March weather in Cleveland is famously schizophrenic: anybody over the age of two has stories about t-shirt wearing days followed by blizzard nights. You get teases of spring/summer here and there only to be slapped down by six inches of wet heavy snow within the hour. A blizzard in January is par for the course; you take the beating and survive. But one in March, though hardly unexpected, smacks of true cruelty on Mother Nature's part. To show you just how bats Cleveland's March weather can be, and to show the power of my suggestion, take yesterday for example. The added burden of a late Ash Wednesday in March only made yesterday nastier: cold windy rain all day. I even found myself telling people I'd prefer snow--which utterance, with any pondering, I would admit is insane, but it was nasty and hyperbole's my sidekick. But I didn't mean it, I swear. Today I woke up to the radio telling me two to four inches of snow tonight and another six to ten (very wet, very heavy snow--true Saint Bernard dog days of winter stuff) tomorrow. Believe me, after all the snow removing (honestly I don't know if it's shoveling or shovelling and I'm too weather-beaten at the moment to look it up or even click spell-check) I've done this year, the forty-plus years of hard-earned wisdom that tell me it'll all be gone with a fifty degree day probably next Monday does nothing for me right now other than add to the out and out bi-polarness that's blowing in the wind these days.
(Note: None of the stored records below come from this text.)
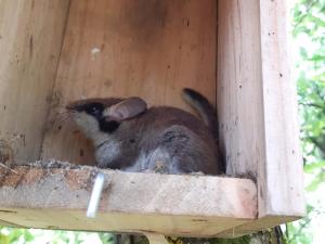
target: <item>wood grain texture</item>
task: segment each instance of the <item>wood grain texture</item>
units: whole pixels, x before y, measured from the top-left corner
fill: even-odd
[[[301,217],[302,164],[285,3],[220,0],[218,10],[218,108],[227,172],[257,178],[260,218]]]
[[[285,2],[260,1],[266,163],[259,167],[260,217],[306,214],[297,93],[289,73]]]
[[[0,1],[0,143],[16,164],[40,155],[68,5]]]
[[[140,95],[190,110],[180,92],[192,87],[216,104],[216,25],[214,0],[73,0],[42,157],[94,162],[72,123],[54,126],[73,100]]]
[[[99,169],[0,169],[0,219],[24,227],[214,236],[257,215],[251,180],[102,170],[96,218],[86,217]]]

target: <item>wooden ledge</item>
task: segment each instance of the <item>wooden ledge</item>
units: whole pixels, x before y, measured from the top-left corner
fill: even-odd
[[[101,170],[106,182],[91,219],[86,209],[100,169],[65,164],[13,170],[0,169],[0,221],[8,226],[218,236],[257,216],[249,179]]]

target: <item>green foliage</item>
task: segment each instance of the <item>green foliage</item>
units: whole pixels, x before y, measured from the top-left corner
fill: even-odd
[[[325,0],[299,0],[292,10],[301,146],[308,216],[287,224],[289,243],[312,243],[312,222],[324,216],[321,193],[325,182]],[[324,203],[323,203],[324,204]],[[324,221],[324,217],[322,219]]]
[[[110,233],[0,228],[0,244],[113,244]]]

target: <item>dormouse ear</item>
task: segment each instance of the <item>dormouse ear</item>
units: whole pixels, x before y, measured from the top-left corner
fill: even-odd
[[[107,107],[103,115],[116,120],[125,120],[135,117],[146,111],[146,102],[138,97],[126,99],[110,107]]]

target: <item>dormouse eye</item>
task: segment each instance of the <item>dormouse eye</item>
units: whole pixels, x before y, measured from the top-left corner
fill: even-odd
[[[100,112],[100,110],[99,110],[99,107],[93,106],[93,107],[91,107],[91,112],[92,112],[92,113],[98,113],[98,112]]]
[[[100,117],[102,115],[103,105],[102,104],[89,104],[89,106],[84,110],[88,114],[93,115],[95,117]]]

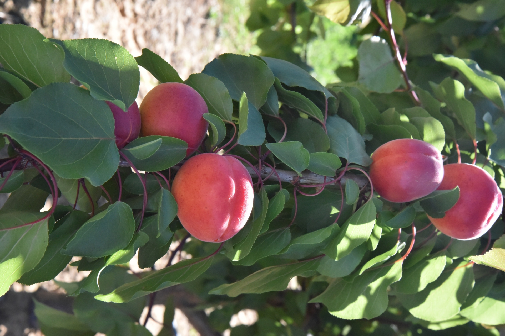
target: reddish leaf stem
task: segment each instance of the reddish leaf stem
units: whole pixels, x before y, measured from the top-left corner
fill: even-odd
[[[110,203],[111,204],[112,204],[112,197],[111,197],[111,195],[109,194],[109,191],[107,191],[107,189],[106,189],[103,185],[100,185],[100,187],[102,188],[103,190],[104,190],[104,192],[105,193],[105,194],[107,195],[107,198],[109,198],[109,203]]]
[[[168,180],[167,179],[167,178],[165,177],[165,176],[164,175],[163,175],[163,174],[162,174],[161,173],[160,173],[160,172],[159,172],[159,171],[156,171],[156,172],[155,172],[155,174],[158,174],[158,175],[160,175],[160,176],[163,179],[163,180],[165,181],[165,183],[167,183],[167,187],[168,188],[169,191],[170,191],[170,183],[168,183]],[[170,173],[169,173],[169,174],[170,174]]]
[[[232,122],[231,121],[229,121],[228,120],[224,120],[224,121],[225,121],[225,122],[227,122],[227,123],[228,123],[229,124],[231,124],[232,126],[233,126],[233,135],[231,137],[231,138],[230,139],[230,141],[228,141],[227,143],[226,143],[226,145],[225,145],[223,146],[221,146],[221,147],[220,147],[219,148],[218,148],[217,150],[215,150],[214,151],[215,153],[217,153],[219,151],[220,151],[220,150],[221,150],[222,149],[224,149],[225,148],[226,148],[227,146],[228,146],[228,145],[229,145],[230,144],[231,144],[233,141],[233,139],[235,139],[235,136],[236,135],[236,134],[237,134],[237,126],[236,126],[236,125],[235,124],[235,123],[234,122]],[[235,146],[235,145],[236,145],[236,144],[235,144],[235,145],[234,145],[233,147],[232,147],[231,148],[233,148],[233,147],[234,147]],[[230,148],[228,151],[227,151],[227,152],[228,151],[229,151],[230,150],[231,150],[231,148]]]
[[[7,184],[7,181],[9,181],[9,179],[11,177],[11,175],[12,175],[12,173],[14,172],[14,170],[16,169],[18,165],[19,164],[19,162],[21,161],[21,158],[18,158],[18,159],[16,160],[16,162],[15,162],[14,164],[12,165],[12,168],[11,168],[11,170],[9,171],[9,174],[7,174],[7,176],[6,176],[5,179],[4,180],[4,183],[2,184],[2,185],[0,185],[0,190],[1,190],[2,188],[4,188],[4,186],[6,185],[6,184]]]
[[[410,254],[411,251],[412,250],[412,248],[414,247],[414,242],[415,242],[415,241],[416,241],[416,226],[414,225],[414,223],[412,223],[412,241],[411,242],[410,246],[409,246],[409,249],[407,250],[407,253],[406,253],[405,254],[403,254],[403,256],[402,257],[401,257],[401,258],[400,258],[399,259],[398,259],[398,260],[397,260],[396,261],[395,261],[395,262],[399,262],[400,261],[403,261],[403,260],[404,260],[406,258],[407,258],[408,256],[409,256],[409,254]]]
[[[118,186],[119,187],[119,195],[118,196],[118,201],[121,201],[121,193],[123,192],[123,182],[121,182],[121,174],[119,172],[119,169],[116,171],[118,174]]]
[[[86,186],[84,179],[81,178],[80,182],[81,184],[82,185],[82,190],[84,190],[86,195],[88,196],[88,199],[89,200],[89,203],[91,204],[91,217],[92,217],[94,216],[94,202],[93,201],[93,198],[91,198],[91,195],[89,194],[89,191],[88,191],[88,188]]]
[[[72,207],[73,210],[75,210],[75,207],[77,206],[77,200],[79,199],[79,191],[81,188],[81,183],[77,180],[77,191],[75,193],[75,201],[74,202],[74,206]]]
Okay, I just interrupted my scribbling here to go outside and cleanse myself by flipping double birds at the skies for five minutes. Cleanse indeed: it's still raining, and believe me, I apologized profusely to the rains and sang paeans to their goodness, but I think to no avail (one thing I can't stand, especially now because the change is on its way, is people in winter who say about the rain, "Good thing it's not snow. If it were, we'd be getting three feet of the stuff!").
The other reason I'm thinking about dogs today is that it's the 37th birthday of my beloved boyhood dog, Amie. I point you to last year's birthday post about the lovable mutt. So, this now being Lent, and the true dog days of winter, I dedicate my great efforts at survival/sanity these next few snowy days to the memories of the late Amie and Otis Lloyd Floyd, (the truly legendary pooch from my college days), and to the still-kicking-though-God-knows-how Fitz, my sister's family's little canine--three more neurotic, physically and emotionally-addled dogs you'll never pet; the holy triumvirate of dogs in my lifetime. Bark and act crazy on me, lady and gentlemen--I'll be doing so vicariously through you.